Getting Started with Kinesis Content Event Stream

A much simpler alternative to Kinesis Streams... IFX

Kinesis Streams can be difficult to use, have a high learning curve, and require a stateful application. Each user action (for instance, updating a story) emits dozens of messages and you will need to parse each message to know what criteria to look for. Creating an application for this can take months.

A much simpler alternative to this is IFX's Content Events which emits a single event for each use action. Customers are able to create an integration and get it into production in far less time. You can learn more about IFX here.

Background

The Content API generates a real-time stream of data as changes arrive. This stream reflects changes to both published and unpublished content anywhere in the document body. The data from the stream can be used to synchronize an external CMS with Arc XP, to extract the current state of certain content within Arc XP as it changes, or to perform limited real-time analytics on publishing changes.

Getting Access

The Content Kinesis Stream can be made available to your AWS account upon request. This capability only supports AWS consumers. Contact Arc XP Customer Support to get the setup process started.

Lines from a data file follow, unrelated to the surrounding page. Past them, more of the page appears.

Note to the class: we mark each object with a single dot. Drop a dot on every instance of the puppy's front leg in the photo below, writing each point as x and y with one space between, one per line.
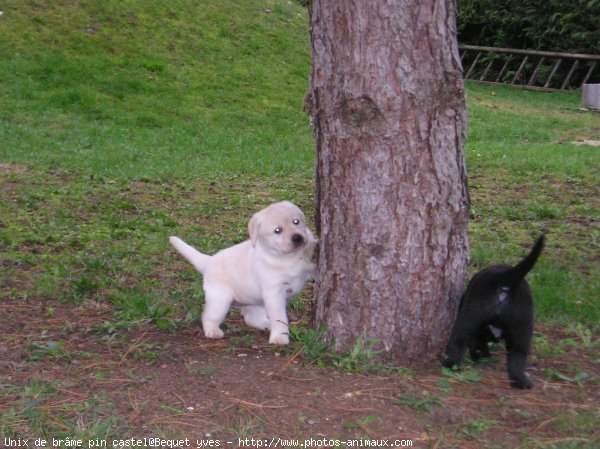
275 303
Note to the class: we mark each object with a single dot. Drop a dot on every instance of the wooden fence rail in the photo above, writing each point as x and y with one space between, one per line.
529 69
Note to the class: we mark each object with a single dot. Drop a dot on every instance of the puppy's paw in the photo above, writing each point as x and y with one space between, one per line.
279 339
213 332
450 363
522 383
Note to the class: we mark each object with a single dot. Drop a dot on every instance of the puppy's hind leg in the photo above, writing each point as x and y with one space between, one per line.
517 350
217 305
478 345
256 316
459 340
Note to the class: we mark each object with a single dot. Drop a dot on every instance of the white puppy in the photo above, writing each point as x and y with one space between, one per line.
260 274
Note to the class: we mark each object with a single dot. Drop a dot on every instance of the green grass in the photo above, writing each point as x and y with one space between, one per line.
155 89
124 122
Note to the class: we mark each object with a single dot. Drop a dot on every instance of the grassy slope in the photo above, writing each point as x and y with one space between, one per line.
155 89
178 94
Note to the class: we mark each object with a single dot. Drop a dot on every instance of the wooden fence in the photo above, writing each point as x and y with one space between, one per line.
528 69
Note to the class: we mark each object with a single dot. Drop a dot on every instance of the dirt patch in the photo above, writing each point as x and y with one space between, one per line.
181 384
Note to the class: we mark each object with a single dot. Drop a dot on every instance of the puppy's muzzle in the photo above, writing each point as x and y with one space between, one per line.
297 240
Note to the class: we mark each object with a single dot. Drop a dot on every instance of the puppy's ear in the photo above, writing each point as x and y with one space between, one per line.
254 227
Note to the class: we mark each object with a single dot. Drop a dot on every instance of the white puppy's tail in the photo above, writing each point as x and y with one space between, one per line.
195 257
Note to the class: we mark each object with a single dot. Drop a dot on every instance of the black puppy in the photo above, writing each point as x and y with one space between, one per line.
498 297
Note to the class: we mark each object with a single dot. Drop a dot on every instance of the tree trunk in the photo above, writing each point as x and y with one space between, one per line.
389 117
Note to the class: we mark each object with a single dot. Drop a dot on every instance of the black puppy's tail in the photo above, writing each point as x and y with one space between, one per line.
516 274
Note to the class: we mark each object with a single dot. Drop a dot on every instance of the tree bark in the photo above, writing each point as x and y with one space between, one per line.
387 101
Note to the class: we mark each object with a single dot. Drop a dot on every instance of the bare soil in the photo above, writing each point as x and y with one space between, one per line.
180 384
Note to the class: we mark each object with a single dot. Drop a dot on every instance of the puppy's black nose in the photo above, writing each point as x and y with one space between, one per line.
297 239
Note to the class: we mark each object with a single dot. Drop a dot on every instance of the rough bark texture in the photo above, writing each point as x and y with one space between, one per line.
389 116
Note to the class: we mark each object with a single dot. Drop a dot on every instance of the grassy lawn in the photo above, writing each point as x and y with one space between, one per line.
124 122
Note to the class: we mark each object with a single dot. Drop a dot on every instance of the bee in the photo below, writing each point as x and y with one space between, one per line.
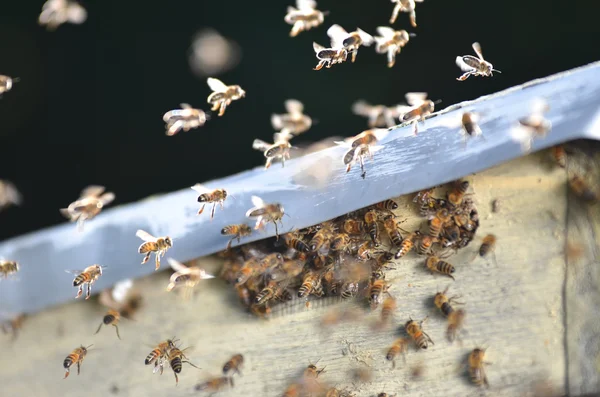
89 204
215 384
8 267
278 150
436 265
476 367
400 346
158 245
76 357
207 196
328 56
223 95
295 122
185 119
304 17
88 276
237 231
351 42
474 66
264 213
415 331
391 42
56 12
234 364
407 6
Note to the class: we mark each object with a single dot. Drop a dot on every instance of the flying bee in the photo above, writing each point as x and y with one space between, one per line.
76 357
400 346
278 150
264 213
185 119
351 42
476 367
237 231
207 196
89 204
158 245
328 56
88 276
436 265
304 17
391 42
474 66
407 6
415 331
223 95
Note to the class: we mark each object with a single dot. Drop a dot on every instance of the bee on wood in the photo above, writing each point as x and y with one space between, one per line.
391 42
264 213
351 42
185 119
328 56
304 17
76 357
223 95
87 276
207 196
91 201
157 245
473 66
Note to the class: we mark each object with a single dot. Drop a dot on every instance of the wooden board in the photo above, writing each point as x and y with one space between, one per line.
515 308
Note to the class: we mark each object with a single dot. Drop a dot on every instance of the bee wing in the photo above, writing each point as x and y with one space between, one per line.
216 85
145 235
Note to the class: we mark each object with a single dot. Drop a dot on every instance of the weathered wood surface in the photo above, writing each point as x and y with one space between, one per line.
515 308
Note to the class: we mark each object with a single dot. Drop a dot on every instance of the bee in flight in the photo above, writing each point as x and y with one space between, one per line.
351 42
158 245
473 66
76 357
91 201
88 276
207 196
304 17
185 119
223 95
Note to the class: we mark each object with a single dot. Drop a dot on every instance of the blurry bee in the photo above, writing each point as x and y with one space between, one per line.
8 268
89 204
234 364
111 317
415 331
215 384
158 245
476 367
76 357
207 196
400 346
351 42
391 42
56 12
436 265
264 213
304 17
583 190
474 66
185 119
223 95
328 56
407 6
278 150
88 276
295 122
237 231
6 83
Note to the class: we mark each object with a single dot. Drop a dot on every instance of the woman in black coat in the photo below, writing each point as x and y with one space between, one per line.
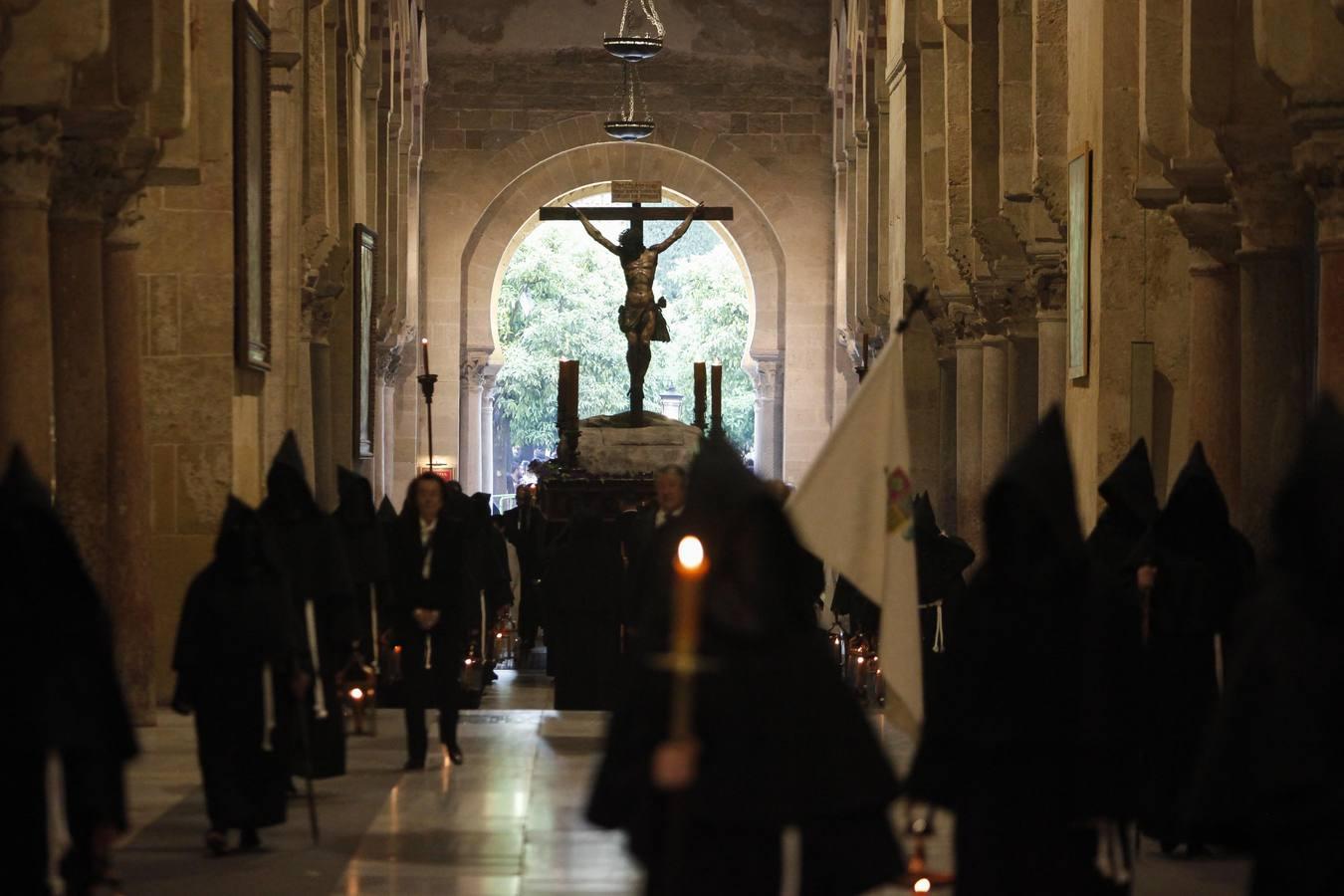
432 615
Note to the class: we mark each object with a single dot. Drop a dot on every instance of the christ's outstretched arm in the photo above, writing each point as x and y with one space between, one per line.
679 233
595 234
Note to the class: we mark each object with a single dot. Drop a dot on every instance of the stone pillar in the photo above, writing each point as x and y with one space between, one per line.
1051 357
947 507
80 346
970 438
768 412
1275 379
1216 362
488 433
1321 164
127 472
473 380
994 426
27 153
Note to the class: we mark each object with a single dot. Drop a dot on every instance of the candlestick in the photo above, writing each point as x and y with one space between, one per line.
699 395
717 399
690 567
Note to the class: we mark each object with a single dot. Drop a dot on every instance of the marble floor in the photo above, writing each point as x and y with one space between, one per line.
510 821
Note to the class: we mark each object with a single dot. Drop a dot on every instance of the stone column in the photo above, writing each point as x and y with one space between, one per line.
1275 380
469 464
947 507
318 311
80 346
1051 357
768 407
27 153
127 466
970 439
994 426
488 433
1321 164
1216 362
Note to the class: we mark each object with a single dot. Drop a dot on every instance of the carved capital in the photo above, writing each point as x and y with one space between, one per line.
1320 162
1209 227
29 150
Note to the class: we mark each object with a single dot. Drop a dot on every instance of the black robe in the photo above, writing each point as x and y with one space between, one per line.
311 550
1273 770
1001 749
235 639
68 700
1206 568
1113 712
584 577
365 553
783 739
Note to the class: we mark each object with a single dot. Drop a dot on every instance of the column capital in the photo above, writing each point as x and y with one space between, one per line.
29 152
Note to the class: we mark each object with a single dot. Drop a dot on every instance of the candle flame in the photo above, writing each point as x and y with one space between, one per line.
690 554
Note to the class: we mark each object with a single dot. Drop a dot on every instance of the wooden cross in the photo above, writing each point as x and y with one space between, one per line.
636 212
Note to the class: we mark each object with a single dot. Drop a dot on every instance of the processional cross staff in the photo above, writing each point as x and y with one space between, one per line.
641 315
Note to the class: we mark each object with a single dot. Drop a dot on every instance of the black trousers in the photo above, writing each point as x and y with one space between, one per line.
434 688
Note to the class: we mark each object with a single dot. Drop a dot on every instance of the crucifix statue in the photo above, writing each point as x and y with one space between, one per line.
641 315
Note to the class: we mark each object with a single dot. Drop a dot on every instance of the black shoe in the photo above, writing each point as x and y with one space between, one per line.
217 842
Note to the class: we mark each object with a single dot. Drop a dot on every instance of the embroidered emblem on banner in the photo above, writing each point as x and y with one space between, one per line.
899 503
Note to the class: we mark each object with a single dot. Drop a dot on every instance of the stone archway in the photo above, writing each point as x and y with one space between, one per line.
595 158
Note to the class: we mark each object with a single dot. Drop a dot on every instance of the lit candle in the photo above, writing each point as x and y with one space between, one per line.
690 567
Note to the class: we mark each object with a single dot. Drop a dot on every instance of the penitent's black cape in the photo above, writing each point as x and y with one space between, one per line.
365 551
783 739
1001 749
68 699
311 550
1206 569
1273 770
1113 712
235 622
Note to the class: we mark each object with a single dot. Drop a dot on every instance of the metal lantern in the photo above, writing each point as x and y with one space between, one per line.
641 33
630 119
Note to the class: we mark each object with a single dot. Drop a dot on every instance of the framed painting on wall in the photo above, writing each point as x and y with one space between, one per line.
1079 247
365 243
252 188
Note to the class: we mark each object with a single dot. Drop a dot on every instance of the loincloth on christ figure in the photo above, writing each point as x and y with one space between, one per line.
636 319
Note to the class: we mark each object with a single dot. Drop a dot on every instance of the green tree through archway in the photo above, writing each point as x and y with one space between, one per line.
560 299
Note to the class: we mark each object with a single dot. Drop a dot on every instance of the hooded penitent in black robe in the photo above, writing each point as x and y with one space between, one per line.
312 554
941 561
1113 712
68 700
583 579
235 654
1273 772
999 751
432 660
365 553
1205 571
783 741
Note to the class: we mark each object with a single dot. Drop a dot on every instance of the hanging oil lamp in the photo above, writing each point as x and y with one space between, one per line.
630 119
641 33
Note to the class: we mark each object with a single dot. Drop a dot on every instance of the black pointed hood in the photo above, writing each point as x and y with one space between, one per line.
356 499
1029 510
1129 491
287 484
1195 519
1308 514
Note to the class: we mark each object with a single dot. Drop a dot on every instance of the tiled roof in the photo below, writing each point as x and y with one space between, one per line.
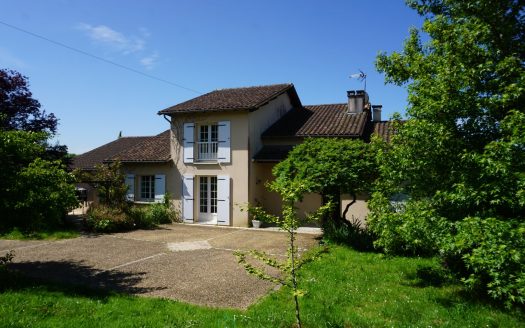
150 149
319 121
385 129
127 149
235 99
272 153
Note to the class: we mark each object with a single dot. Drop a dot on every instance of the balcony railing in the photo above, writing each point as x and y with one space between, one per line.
207 150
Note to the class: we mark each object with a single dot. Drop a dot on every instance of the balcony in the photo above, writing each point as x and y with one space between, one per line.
207 151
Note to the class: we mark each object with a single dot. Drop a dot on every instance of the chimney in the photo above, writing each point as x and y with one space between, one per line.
376 113
357 101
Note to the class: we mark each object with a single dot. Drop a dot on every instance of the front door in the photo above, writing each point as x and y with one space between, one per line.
208 200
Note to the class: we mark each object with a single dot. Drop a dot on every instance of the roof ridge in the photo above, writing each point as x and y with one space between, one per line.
333 104
255 86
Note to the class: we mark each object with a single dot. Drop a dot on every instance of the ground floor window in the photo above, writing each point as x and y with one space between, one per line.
208 194
147 187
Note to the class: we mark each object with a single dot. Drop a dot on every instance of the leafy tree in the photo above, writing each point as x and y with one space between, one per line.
289 222
460 156
19 111
109 181
34 193
329 167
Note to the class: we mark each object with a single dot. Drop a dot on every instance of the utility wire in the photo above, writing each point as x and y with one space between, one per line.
60 44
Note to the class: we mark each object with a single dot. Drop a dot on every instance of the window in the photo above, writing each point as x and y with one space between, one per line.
147 187
208 142
208 195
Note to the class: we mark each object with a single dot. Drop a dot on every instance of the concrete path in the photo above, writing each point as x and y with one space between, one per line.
190 263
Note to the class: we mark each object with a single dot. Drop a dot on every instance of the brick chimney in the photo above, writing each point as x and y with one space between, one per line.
357 101
376 113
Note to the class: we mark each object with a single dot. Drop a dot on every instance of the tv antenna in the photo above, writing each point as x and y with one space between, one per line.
361 76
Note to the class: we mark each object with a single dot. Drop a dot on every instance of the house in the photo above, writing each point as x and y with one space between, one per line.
221 147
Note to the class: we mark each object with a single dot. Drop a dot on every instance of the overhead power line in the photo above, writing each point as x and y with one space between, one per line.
107 61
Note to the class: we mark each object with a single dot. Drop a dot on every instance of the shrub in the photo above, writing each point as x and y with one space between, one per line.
490 256
412 227
45 193
103 218
159 214
352 234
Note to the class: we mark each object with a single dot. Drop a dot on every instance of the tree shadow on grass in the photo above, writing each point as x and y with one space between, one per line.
72 278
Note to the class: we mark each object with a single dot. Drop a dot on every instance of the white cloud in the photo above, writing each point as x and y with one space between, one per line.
149 61
117 41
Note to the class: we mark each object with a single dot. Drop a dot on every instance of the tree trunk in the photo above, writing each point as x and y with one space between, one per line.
348 205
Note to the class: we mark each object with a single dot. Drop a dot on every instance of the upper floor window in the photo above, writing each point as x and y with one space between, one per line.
208 142
147 187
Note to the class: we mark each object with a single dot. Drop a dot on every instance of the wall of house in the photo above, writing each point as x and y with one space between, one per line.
260 120
272 202
358 211
237 170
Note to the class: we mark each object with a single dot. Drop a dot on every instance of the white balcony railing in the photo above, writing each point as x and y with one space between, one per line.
207 150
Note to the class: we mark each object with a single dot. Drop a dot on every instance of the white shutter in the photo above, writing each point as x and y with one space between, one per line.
224 153
130 182
160 187
188 142
187 198
223 200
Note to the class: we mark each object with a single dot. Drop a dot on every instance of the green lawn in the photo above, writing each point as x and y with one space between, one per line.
51 234
345 289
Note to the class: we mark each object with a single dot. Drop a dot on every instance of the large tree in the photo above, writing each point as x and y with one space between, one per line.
19 110
330 167
35 189
460 157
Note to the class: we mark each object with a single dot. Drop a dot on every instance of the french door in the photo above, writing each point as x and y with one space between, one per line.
208 199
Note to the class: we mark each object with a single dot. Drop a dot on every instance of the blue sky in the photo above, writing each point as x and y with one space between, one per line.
201 45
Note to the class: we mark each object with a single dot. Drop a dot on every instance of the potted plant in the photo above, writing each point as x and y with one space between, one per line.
256 223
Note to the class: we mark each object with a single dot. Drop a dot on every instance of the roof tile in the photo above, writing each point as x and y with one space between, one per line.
234 99
127 149
319 121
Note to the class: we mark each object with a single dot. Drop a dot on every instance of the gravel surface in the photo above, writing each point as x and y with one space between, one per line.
190 263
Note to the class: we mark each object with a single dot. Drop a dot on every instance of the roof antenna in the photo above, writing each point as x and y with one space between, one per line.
361 76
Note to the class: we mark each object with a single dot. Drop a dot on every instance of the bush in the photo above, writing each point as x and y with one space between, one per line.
490 256
45 193
411 228
160 214
352 234
103 218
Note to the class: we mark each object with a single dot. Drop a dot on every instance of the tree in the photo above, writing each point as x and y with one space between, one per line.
459 158
109 181
19 111
288 222
329 167
34 193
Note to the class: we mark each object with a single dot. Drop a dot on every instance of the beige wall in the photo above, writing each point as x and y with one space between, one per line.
273 204
261 120
139 169
237 169
245 140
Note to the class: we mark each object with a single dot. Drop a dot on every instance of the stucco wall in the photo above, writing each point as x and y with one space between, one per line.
273 204
237 169
139 169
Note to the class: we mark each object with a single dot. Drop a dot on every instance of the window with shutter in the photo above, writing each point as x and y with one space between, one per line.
223 200
187 198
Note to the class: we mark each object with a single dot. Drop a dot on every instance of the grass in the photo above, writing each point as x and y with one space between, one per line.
62 232
345 289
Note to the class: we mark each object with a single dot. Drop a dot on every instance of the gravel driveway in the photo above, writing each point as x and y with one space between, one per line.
190 263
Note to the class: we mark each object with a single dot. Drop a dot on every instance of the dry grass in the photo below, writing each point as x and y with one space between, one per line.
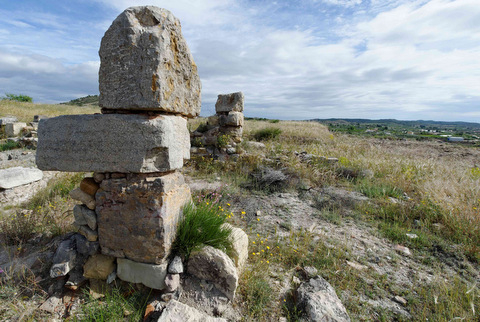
25 111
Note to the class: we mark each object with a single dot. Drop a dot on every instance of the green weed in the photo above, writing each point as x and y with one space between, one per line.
268 133
200 226
115 306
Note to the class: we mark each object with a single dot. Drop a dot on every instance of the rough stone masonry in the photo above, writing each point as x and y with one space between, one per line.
148 87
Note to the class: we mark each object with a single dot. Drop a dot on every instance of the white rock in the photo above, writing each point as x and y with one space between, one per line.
146 64
14 177
150 275
178 312
213 265
14 129
176 266
319 302
113 143
239 241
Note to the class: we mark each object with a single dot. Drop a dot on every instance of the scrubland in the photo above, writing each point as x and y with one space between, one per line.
429 189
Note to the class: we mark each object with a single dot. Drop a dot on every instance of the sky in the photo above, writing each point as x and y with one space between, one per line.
304 59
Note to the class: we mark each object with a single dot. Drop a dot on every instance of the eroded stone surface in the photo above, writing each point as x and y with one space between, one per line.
146 64
319 302
137 217
113 143
213 265
150 275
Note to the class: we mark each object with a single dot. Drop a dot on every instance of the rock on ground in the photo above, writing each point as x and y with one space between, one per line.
178 312
213 265
146 64
150 275
319 302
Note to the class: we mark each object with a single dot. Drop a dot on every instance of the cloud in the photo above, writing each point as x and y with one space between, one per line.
46 79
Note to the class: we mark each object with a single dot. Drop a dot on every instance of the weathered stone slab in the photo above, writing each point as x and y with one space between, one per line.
213 265
177 311
230 102
137 217
113 143
99 267
18 176
14 129
146 64
152 276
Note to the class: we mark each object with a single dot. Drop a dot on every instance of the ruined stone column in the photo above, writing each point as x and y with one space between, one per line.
149 85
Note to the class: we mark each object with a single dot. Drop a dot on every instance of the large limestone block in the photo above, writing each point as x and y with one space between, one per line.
18 176
113 143
213 265
137 217
229 102
146 64
152 276
177 311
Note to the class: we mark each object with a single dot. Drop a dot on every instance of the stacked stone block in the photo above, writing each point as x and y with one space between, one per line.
148 87
227 123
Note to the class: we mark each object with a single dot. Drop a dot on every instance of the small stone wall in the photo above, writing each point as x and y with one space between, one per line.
223 131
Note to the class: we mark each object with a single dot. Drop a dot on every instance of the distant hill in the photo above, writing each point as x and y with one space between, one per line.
405 124
90 100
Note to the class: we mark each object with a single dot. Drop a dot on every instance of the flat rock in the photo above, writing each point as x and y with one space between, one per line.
145 64
85 198
99 267
113 143
239 241
176 311
14 129
229 102
18 176
150 275
175 266
7 119
137 217
213 265
319 302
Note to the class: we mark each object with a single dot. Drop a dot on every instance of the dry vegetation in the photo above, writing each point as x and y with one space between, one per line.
435 187
25 111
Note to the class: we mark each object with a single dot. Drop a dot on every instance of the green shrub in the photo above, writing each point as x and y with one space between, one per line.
200 226
223 140
267 133
18 98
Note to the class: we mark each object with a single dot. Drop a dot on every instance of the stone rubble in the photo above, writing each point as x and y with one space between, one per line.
130 207
223 131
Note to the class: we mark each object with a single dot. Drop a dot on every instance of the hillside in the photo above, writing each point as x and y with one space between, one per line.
392 225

Retrieving the data from the streams

A full explanation of consuming data from Kinesis is available from the AWS Kinesis Documentation.

Kinesis streams consist of shards and records. Records are ordered within a single shard. At a high level, your application must consume from each shard in sequence to retrieve new records as they arrive and process them. This document will refer to this part of your application as your consumer.

Retrieving the Arc payload

Kinesis limits the size of a single record to 1 MB. However, the Content API places messages on the stream that contain the entire state of the document at the time of the update. Since these documents are often more than 1MB in size, Content API will place some documents into S3 instead of in the record directly. In these cases, the record will contain a pre-signed S3 URL to retrieve the full payload.

Note

To ensure your consumer is coded to handle this case, some number of updates are randomly saved to S3 regardless of payload size.

Each Kinesis record will contain either the Content API payload itself (JSON) or a pre-signed S3 URL to retrieve the payload. In either case, the payload will be gzipped, so your consumer must retrieve and decompress it.

Your business logic for retrieving the payload should look something like this:

for record in records['Records']:
   data = record['Data']
   # Initial payload will be compressed
    payload = zlib.decompress(data, 15+32).decode("utf8")
    body = None

See also the sample consumer code On Github.

Content Operations

Once you've begun retrieving payloads, you'll notice that they all have a similar format, described by the Content Operation Schema.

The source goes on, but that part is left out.